There was an issue once as our file was to be transferred as per a Court Order from one jurisdication to another, taking almost a year as the procedure was different from a unified to a non unfied court. That is what we were explained at a Court proceeding.
Humm, that is exactly what is happening with our case as he is remarried and stopped working collecting EI for exactly a year, receiving a subplan from his union, and living off an inheritance, stopping paying CS. Can't figure out how one can pay $2,000 monthly for mortgage payments, plus expenses while collection EI.
Will have to wait and see the decision of the Justice.
Did you and the other party file with the Court "an offer to settle" which is to be opened only after the trial completed?
I was told by an advice lawyer where I reside to request our file to be transferred to your jurisdiction where the children reside close to Oshawa last year; but told by another FLIC where the proceeding have been held the past 10 years NOT to request transfer of the file since we were bound to get a Justice who is familliar with our case; sure enough, the trial Judge has dealt with our case twice in the past, making a "final" Order which has yet to be complied with by the other party.
I do not understand in your case, if you had all documents as proof of change in material, why the other party did not settle? were you both self represented? did Justice make an order for costs even if you were self represented?
You've got a lot of questions mixed with statements, but I'll do what I can. Some of this is opinion, some is procedural.

I can't speak to jurisdictional issues, I don't know anything about them. However, regardless of jurisdiction, the result from motions and trial is always based on the pleadings and evidence of the parties. The courts will not do the work for the litigants. This is what makes self representation so difficult: we have to learn as we are doing. If you've got orders, and they are not complied with, then you have to bring further motions for enforcement. In civil and family matters, compliance and enforcement are up to the litigants (generally speaking).

You've been at this some time and I'm surprised disclosure of income and finances is an issue. In a support claim you should have zero problem getting a disclosure order for NOA, tax filings, banking, RRSP, investing, credit and other statements for at least 3 years. Any justice will sign off on these disclosure basics. If the other party is not complying with disclosure go back for another motion with affidavit about non-compliance. A couple of these in a row will lead to grounds for a contempt order (fines and/or jail time). Again, the court system will not do this work for you - you must be on top of the other party to force compliance.

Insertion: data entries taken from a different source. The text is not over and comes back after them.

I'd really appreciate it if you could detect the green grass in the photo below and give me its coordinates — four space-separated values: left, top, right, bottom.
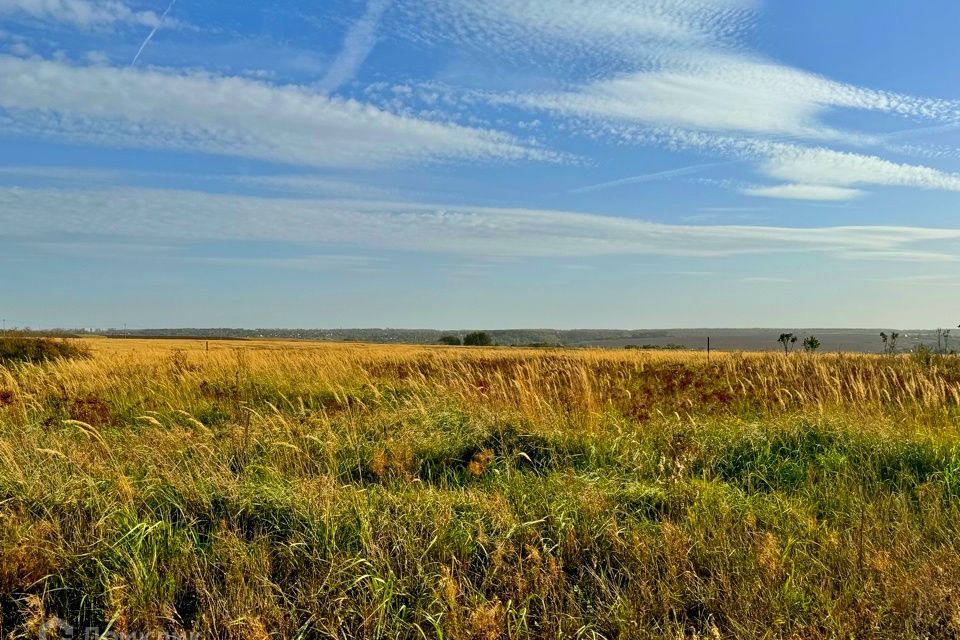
0 354 960 638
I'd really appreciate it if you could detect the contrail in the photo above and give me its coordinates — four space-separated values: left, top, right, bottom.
130 0 177 67
568 162 733 193
318 0 393 94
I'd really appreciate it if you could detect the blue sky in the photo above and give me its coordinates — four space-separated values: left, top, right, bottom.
0 0 960 328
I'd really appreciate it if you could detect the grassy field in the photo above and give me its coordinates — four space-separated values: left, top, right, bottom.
0 339 960 639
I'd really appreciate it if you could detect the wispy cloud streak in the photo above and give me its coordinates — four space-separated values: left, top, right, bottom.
568 162 731 193
130 0 177 67
318 0 391 93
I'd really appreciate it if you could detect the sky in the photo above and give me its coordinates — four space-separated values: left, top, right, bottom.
0 0 960 329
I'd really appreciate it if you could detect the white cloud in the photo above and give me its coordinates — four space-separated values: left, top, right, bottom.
0 0 169 29
318 0 391 93
760 145 960 191
569 162 730 193
0 55 557 167
740 184 863 200
0 188 960 260
510 52 960 140
393 0 756 73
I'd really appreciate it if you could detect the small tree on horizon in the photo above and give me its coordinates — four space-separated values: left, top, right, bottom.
880 331 900 354
777 333 797 353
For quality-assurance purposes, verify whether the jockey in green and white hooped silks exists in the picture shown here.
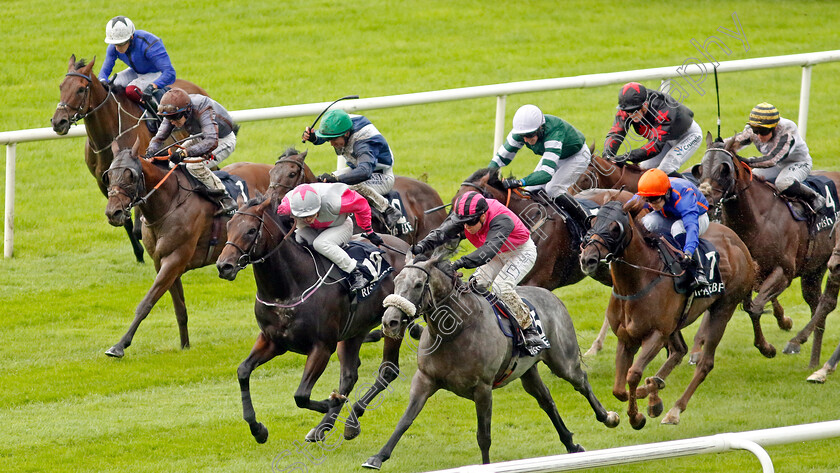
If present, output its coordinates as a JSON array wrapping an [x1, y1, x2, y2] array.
[[488, 105, 592, 224], [303, 110, 402, 230]]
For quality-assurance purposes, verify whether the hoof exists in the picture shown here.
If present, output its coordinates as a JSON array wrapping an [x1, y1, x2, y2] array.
[[662, 407, 680, 425], [362, 456, 382, 470], [604, 411, 621, 429], [251, 422, 268, 443], [782, 342, 802, 355], [105, 345, 125, 358]]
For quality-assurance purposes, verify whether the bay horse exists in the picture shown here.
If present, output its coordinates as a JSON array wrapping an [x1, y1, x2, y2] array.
[[216, 197, 408, 443], [695, 133, 840, 368], [362, 251, 619, 469], [268, 148, 446, 243], [580, 200, 755, 430], [50, 54, 207, 263], [102, 142, 271, 358]]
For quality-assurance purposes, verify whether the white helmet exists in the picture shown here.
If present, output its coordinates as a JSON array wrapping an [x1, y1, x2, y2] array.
[[105, 16, 134, 44], [513, 104, 545, 135], [289, 184, 321, 218]]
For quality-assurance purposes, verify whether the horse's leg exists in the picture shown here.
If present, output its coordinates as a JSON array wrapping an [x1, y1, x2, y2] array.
[[807, 338, 840, 384], [236, 332, 277, 443], [583, 317, 610, 356], [169, 276, 190, 348], [627, 330, 666, 430], [344, 337, 402, 440], [306, 336, 365, 442], [105, 253, 191, 358], [362, 370, 438, 470], [662, 304, 736, 425], [520, 365, 588, 453], [123, 219, 145, 263]]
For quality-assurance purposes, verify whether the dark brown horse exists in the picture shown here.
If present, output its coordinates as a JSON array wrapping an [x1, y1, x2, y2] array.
[[103, 142, 271, 357], [50, 55, 207, 263], [695, 133, 840, 368], [580, 200, 755, 430], [268, 148, 446, 243], [216, 195, 408, 443]]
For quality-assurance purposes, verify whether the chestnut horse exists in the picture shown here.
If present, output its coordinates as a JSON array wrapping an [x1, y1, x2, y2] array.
[[268, 148, 446, 243], [97, 142, 271, 358], [580, 200, 755, 430], [216, 195, 408, 443], [695, 133, 840, 368], [50, 55, 207, 263]]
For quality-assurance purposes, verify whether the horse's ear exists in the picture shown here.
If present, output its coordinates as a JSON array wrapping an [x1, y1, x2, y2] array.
[[691, 164, 703, 181]]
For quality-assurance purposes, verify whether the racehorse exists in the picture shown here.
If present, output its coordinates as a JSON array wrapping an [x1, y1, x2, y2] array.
[[50, 55, 207, 263], [102, 142, 271, 358], [216, 198, 408, 443], [695, 133, 840, 368], [268, 148, 446, 243], [362, 251, 619, 469], [580, 200, 755, 430]]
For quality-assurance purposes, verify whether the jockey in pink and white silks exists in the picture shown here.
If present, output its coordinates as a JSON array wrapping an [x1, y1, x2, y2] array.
[[411, 192, 541, 346], [277, 183, 382, 291]]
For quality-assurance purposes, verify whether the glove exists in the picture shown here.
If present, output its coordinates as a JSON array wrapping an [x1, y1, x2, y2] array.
[[317, 172, 338, 182], [362, 231, 385, 246], [300, 127, 318, 143], [169, 148, 187, 164]]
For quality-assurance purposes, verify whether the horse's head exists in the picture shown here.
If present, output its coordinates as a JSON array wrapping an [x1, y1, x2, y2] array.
[[580, 201, 635, 274], [50, 55, 101, 135], [267, 148, 315, 203], [216, 195, 287, 281], [382, 249, 457, 338], [102, 140, 146, 227]]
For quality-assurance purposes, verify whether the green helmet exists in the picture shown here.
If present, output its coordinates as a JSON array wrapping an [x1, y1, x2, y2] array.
[[315, 110, 353, 140]]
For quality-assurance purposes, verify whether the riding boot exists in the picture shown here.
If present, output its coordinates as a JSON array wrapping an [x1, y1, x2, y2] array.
[[554, 192, 589, 228], [782, 181, 825, 212], [350, 266, 367, 292], [691, 248, 709, 288]]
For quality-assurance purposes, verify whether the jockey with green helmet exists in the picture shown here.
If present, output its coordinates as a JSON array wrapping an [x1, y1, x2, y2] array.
[[303, 109, 402, 231], [488, 104, 592, 223], [727, 102, 825, 211]]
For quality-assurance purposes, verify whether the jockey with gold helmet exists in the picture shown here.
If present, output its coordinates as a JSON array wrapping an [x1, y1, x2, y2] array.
[[730, 102, 825, 211], [636, 169, 709, 287]]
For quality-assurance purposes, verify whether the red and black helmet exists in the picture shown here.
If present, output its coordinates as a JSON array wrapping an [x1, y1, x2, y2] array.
[[452, 191, 490, 223], [618, 82, 648, 113]]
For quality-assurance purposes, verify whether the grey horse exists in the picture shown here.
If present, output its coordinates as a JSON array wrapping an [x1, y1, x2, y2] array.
[[362, 252, 619, 469]]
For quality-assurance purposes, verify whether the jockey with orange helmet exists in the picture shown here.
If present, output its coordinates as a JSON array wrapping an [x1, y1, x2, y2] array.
[[727, 102, 825, 211], [277, 182, 383, 292], [636, 169, 709, 287], [604, 82, 703, 175], [146, 87, 239, 213], [411, 191, 544, 346]]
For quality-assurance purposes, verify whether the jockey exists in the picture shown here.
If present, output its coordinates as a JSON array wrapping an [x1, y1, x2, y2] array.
[[303, 110, 402, 231], [99, 16, 175, 115], [277, 182, 383, 292], [730, 102, 825, 211], [604, 82, 703, 177], [636, 169, 709, 288], [488, 105, 592, 224], [411, 191, 542, 346], [146, 87, 239, 213]]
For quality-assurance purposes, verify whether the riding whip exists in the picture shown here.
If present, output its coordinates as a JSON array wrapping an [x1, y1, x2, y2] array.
[[300, 95, 359, 143]]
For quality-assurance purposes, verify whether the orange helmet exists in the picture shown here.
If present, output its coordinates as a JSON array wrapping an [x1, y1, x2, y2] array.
[[637, 169, 671, 197]]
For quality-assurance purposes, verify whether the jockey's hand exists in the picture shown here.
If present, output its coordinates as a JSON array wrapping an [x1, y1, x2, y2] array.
[[362, 230, 385, 246], [301, 127, 317, 143], [169, 148, 187, 164], [316, 172, 338, 183]]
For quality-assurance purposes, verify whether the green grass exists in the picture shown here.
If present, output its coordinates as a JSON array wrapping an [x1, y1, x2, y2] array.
[[0, 0, 840, 473]]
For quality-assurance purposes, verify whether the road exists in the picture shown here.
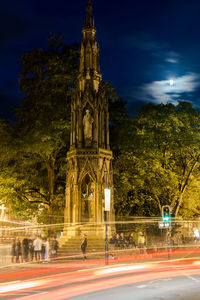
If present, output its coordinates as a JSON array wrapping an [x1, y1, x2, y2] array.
[[0, 258, 200, 300]]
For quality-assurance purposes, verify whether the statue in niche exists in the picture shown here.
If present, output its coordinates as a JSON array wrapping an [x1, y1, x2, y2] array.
[[83, 109, 94, 146]]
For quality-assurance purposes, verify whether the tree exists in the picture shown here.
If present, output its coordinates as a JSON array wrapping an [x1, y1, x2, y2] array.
[[114, 102, 200, 216], [0, 35, 79, 222]]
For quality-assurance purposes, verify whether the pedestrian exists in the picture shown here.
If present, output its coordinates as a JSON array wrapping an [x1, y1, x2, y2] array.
[[33, 236, 42, 261], [22, 237, 29, 261], [138, 232, 145, 254], [16, 238, 22, 263], [11, 238, 16, 262], [81, 234, 87, 260], [44, 239, 49, 262], [28, 238, 34, 261], [128, 232, 135, 248], [41, 238, 46, 261]]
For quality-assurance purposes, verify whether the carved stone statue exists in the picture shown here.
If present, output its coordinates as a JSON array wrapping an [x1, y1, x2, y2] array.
[[83, 109, 94, 145]]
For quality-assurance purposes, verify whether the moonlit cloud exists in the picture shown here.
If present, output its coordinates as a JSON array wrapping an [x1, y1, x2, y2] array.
[[125, 31, 179, 64], [131, 73, 200, 104], [165, 57, 178, 64]]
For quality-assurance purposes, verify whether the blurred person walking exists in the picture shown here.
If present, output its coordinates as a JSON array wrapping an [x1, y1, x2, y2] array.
[[22, 237, 29, 261], [11, 238, 16, 262], [138, 232, 145, 254], [16, 238, 22, 263], [33, 236, 42, 261]]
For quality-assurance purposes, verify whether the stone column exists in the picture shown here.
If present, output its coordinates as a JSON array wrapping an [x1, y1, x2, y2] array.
[[101, 111, 105, 147], [106, 111, 110, 150], [94, 109, 98, 147], [78, 108, 83, 148]]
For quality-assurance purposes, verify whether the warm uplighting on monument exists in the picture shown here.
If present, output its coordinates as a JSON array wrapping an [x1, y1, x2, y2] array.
[[104, 189, 110, 211]]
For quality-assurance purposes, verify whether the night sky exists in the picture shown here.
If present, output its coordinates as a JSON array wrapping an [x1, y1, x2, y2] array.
[[0, 0, 200, 118]]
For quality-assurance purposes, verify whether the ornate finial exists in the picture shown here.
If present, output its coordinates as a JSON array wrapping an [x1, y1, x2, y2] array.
[[85, 0, 94, 27]]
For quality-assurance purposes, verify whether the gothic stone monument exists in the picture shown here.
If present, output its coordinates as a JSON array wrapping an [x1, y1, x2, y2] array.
[[64, 0, 114, 237]]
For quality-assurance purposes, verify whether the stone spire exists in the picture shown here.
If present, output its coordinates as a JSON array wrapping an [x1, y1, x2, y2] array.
[[78, 0, 102, 92], [85, 0, 94, 27]]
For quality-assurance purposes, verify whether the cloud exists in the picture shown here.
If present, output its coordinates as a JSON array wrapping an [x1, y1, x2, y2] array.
[[132, 73, 200, 104], [125, 31, 179, 64]]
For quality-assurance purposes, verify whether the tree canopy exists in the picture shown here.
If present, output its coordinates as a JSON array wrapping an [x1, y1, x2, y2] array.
[[0, 34, 200, 223]]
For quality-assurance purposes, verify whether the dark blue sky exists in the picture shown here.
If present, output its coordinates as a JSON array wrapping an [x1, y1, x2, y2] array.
[[0, 0, 200, 117]]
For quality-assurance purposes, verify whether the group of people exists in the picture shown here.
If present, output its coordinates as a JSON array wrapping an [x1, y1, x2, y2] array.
[[109, 232, 145, 249], [11, 236, 58, 263]]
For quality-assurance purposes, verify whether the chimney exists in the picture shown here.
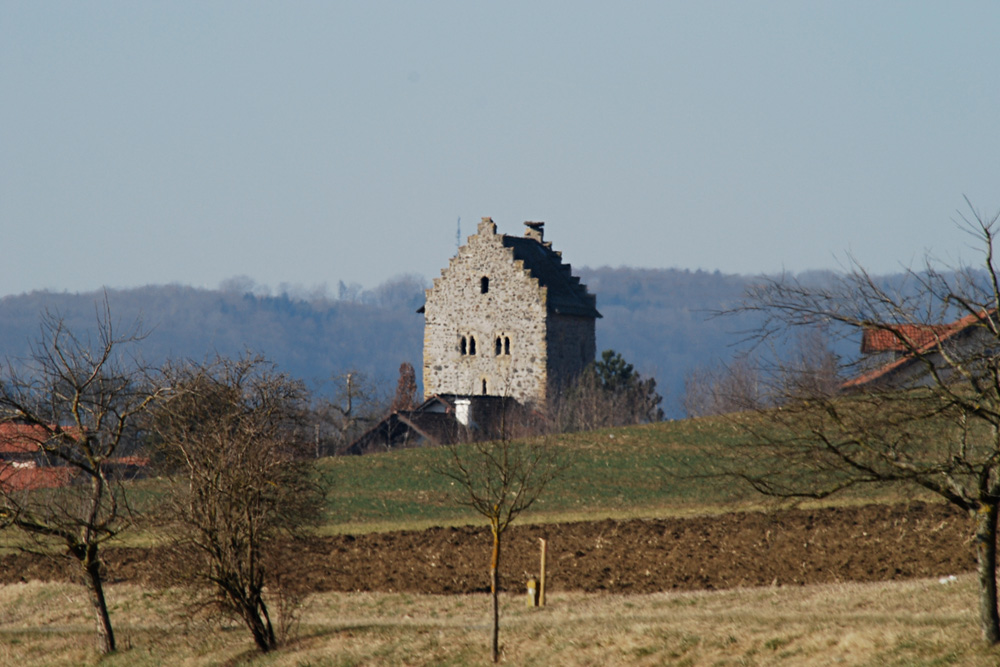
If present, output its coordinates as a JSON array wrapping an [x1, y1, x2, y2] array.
[[476, 217, 497, 235], [455, 398, 472, 426], [524, 221, 545, 243]]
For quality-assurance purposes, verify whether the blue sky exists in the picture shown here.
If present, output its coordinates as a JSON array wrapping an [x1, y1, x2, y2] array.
[[0, 1, 1000, 295]]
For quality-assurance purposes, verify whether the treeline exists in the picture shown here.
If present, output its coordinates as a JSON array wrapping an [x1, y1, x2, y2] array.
[[0, 267, 856, 417]]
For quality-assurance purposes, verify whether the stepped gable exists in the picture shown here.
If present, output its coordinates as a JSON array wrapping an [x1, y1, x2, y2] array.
[[501, 234, 601, 317]]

Now, about my case: my ex made two different pleadings against my motion: 1) I was willfully underemployed, or 2) I was hiding compensation.So, the evidence was not accepted by my ex as sufficient or proof positive. And where it was accepted my ex argued that I was deliberately under employed so I didn't have to pay as much support. As the justice noted at the beginning of trial: 'there is a lot of suspicion between the parties.' In fact when I was cross examined I was challenged on forging employment agreements (after the justice challenged her, she agreed they were authentic). It goes to show that evidence is only sufficient if the other party believes it is - that's why we ended up at trial.

We are both self represented, but my ex had a lawyer for the first 9 months. Because we settled, the court does not do anything but endorse the terms of the settlement. If we had finished a trial, the judge would make a ruling. In that ruling the justice would then address court costs one of 3 ways:
1. declare that each party was responsible for their own costs, or
2. assign costs immediately, or
3. request the parties make submissions on costs to be heard later

In the case of #3, the submissions can include copies of offers to settle to prove that you worked hard to avoid trial and therefore should be entitled to costs.